The Soil As Saviour – By Sharon Duggan

Following on from my article on organic gardening in June, I wanted to talk in more depth about something that you may think is boring, but holds the key to so much – soil!

If you’ve got a garden, then that’s great (and being able to be in the garden this year especially, has been really important). However, the way a lot of people treat their soil isn’t actually helpful for increasing biodiversity, or at all good for the environment. As I mentioned in my previous article, I’ve been gardening organically for the past thirty-five years, but today I’m concentrating on how we treat our soil can be releasing lots of carbon dioxide into the atmosphere. Soil, along with water, trees and fungi, is probably the most important substance on the planet (and indeed trees and fungi need it to grow in anyway). Try to recognise that fact for a moment! A good analogy is to realise that soil is the Earth’s equivalent of our gut! We now know, for example, that our gut health directly impacts on our overall health, on our mental health and our immunity – well, it’s the same with soil and its impact on the planet, on the food that farmers grow, and so on.

Environmentally, we also now know that it’s not going to be enough to just reduce carbon dioxide in the atmosphere, we actually need to reverse it as well and this means going against what most farmers and gardeners have been doing for centuries – digging.

For millennia, carbon dioxide has been stored underground, within trees and then under the seabed and within kelp forests underwater. We’ve dug it all up and used it for fuel but we’ve also dug it up unwittingly just by farming (ploughing) and gardening using traditional methods.
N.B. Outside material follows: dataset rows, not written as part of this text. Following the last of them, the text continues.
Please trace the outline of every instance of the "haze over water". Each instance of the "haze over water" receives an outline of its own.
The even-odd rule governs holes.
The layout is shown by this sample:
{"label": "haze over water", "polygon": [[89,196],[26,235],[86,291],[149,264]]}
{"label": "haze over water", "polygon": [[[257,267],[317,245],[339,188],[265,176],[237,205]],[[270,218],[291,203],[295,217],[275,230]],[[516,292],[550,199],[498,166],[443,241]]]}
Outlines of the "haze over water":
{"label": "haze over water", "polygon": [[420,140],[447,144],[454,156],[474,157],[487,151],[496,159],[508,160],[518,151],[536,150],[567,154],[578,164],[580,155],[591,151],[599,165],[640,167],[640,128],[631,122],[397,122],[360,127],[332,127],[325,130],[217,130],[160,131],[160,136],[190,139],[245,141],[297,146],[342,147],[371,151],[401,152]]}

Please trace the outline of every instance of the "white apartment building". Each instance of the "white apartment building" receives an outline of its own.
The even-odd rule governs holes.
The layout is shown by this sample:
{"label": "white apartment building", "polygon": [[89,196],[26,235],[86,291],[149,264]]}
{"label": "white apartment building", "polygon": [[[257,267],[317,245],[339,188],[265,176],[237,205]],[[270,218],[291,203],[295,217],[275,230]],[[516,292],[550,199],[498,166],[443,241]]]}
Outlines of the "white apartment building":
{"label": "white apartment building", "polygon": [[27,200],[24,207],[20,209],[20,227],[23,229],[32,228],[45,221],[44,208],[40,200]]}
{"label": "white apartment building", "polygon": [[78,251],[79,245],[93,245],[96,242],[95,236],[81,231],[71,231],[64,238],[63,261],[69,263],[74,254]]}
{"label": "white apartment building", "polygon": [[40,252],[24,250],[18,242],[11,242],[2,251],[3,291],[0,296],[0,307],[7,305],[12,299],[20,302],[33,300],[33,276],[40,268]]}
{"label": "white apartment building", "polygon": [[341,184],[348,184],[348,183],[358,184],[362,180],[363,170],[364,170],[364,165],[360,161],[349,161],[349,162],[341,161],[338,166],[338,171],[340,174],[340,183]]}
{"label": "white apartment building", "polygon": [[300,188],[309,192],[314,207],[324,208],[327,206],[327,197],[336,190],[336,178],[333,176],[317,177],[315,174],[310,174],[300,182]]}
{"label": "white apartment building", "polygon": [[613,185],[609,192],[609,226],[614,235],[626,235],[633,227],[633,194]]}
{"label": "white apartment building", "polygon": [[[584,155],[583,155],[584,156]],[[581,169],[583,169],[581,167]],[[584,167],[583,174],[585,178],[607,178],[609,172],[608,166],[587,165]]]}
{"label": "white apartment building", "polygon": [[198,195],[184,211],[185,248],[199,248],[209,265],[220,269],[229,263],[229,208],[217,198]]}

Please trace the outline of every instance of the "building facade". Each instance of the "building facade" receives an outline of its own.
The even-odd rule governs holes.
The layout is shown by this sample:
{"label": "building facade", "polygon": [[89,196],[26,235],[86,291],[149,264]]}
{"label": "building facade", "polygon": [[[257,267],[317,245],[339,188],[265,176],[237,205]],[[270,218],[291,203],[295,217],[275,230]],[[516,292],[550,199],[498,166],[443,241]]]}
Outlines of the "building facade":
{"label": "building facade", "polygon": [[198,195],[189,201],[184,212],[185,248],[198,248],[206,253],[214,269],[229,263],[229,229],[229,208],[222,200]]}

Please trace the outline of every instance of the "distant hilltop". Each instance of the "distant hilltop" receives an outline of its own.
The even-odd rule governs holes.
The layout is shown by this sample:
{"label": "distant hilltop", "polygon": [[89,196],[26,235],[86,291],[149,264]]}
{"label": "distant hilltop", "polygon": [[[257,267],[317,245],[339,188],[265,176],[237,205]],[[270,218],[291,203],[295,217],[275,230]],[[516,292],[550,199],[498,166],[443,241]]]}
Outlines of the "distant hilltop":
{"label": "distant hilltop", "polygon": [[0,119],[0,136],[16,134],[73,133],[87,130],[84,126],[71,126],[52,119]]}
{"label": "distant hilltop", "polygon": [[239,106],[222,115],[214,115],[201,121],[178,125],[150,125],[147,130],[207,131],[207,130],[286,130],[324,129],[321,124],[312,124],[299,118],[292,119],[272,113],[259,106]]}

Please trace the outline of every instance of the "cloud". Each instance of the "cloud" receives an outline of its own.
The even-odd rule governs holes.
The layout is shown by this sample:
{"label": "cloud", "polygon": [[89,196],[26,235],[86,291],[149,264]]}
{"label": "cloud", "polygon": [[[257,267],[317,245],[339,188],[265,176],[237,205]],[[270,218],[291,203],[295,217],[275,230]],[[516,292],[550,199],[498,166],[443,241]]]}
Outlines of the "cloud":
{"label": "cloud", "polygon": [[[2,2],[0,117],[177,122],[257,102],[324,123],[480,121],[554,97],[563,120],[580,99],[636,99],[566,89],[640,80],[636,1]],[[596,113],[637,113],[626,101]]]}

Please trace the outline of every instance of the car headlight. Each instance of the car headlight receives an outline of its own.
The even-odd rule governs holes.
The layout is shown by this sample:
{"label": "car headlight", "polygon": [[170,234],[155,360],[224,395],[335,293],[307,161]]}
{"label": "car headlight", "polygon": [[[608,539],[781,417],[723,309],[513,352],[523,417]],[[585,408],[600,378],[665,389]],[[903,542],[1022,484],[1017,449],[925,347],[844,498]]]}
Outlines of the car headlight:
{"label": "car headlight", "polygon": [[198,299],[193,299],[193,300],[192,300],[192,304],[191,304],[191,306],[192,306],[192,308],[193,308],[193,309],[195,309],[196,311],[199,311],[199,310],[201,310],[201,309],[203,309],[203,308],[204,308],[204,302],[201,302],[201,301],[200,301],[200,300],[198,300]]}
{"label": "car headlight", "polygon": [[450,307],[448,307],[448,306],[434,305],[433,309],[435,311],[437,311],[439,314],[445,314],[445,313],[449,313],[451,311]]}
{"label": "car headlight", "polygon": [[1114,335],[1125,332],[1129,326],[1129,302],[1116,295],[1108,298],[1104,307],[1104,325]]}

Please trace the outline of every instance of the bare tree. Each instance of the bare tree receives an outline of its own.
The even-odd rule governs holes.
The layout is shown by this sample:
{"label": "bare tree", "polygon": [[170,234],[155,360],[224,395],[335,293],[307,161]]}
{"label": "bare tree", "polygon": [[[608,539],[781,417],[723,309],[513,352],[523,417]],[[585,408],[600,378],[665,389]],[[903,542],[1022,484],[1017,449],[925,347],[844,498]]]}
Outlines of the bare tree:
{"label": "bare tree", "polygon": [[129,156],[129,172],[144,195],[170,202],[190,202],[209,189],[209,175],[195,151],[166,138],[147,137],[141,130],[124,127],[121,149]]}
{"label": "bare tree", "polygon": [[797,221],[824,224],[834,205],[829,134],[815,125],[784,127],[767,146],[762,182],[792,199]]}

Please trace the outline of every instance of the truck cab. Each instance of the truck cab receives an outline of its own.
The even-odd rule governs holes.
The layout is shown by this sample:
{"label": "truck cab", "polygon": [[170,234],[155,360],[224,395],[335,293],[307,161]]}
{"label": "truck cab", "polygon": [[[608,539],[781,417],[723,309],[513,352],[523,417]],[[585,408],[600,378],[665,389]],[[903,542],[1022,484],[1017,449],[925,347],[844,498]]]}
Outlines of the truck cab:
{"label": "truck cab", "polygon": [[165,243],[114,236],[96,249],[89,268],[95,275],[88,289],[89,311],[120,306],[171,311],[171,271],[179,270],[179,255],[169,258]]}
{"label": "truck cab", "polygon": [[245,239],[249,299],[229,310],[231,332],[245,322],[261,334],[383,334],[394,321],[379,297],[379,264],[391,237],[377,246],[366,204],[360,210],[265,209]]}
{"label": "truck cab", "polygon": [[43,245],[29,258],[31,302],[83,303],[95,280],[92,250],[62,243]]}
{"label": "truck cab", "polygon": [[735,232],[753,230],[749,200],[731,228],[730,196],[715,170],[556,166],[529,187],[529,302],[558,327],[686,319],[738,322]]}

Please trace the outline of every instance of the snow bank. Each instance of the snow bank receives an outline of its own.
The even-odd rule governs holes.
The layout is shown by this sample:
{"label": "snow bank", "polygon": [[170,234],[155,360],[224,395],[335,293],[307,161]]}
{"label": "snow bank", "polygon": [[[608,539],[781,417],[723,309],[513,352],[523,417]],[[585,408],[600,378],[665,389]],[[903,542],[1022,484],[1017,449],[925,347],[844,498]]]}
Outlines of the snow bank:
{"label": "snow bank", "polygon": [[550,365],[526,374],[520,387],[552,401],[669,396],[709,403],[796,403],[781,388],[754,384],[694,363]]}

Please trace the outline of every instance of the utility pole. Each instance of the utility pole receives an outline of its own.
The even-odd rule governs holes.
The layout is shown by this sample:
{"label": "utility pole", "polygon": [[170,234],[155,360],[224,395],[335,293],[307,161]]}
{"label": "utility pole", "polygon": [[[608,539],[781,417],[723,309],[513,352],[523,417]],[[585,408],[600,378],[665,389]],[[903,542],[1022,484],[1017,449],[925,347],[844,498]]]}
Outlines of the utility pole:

The truth is that carbon in its proper place literally holds landscapes and ecosystems together.

Agriculture in particular is beginning to realise (finally) that it carbon agriculture can mitigate the problems of too little carbon dioxide in the soil which threatens the ability of farmers to feed us. I’m not suggesting that you become farmers (some of you may already be farmers, I don’t know!), but I am suggesting that if you change the way you garden you can help to keep more carbon in your soil rather than it going up into the atmosphere (in the long run, it will also save you money on buying animal manure and pesticides as healthier soil means more disease resistant plants and shrubs). Given that gardens in the UK collectively account for more land than all of our National Parks puts it into perspective!

Obviously, I’m not saying don’t have a new path laid or whatever but what I am saying is that on a daily basis, don’t dig unless you really have to, for example, when moving plants. Lay soft cuttings you’ve chopped back onto beds as well as leaves in the Autumn and just let them rot down – then the worms will do the rest. Your soil carbon content will increase as the soil holds onto it rather than it evaporating into the atmosphere – and the darker your soil is, the more carbon dioxide is stored within it – and this isn’t a matter of whether or not you believe what I’m saying – this is not a matter of belief, this is science fact. For example, it’s been proven over and over again that biodiversity will rise to be in line with how healthy forest floors are.

I haven’t dug my garden for decades and I drop fallen leaves back onto beds, I allow wild flowers to be in there along with cultivated species, I have old pieces of log where fungi can grow (which helps to hold the earth structure together amongst other things) and lots more. There’s a fantastic book called “The Soil will Save Us” by Kristin Ohlson, if you would like to find out more – and there is indeed lots more. The wonder of how Nature can reclaim land is inspiring. Even amidst this virus crisis, there were dolphins in the lagoon around Venice because humans have ceased motorised boats etc. and in Japan, because the streets were largely deserted, deer were roaming there. Hopefully, we can learn from all of this by embracing Nature in ways that help it to thrive.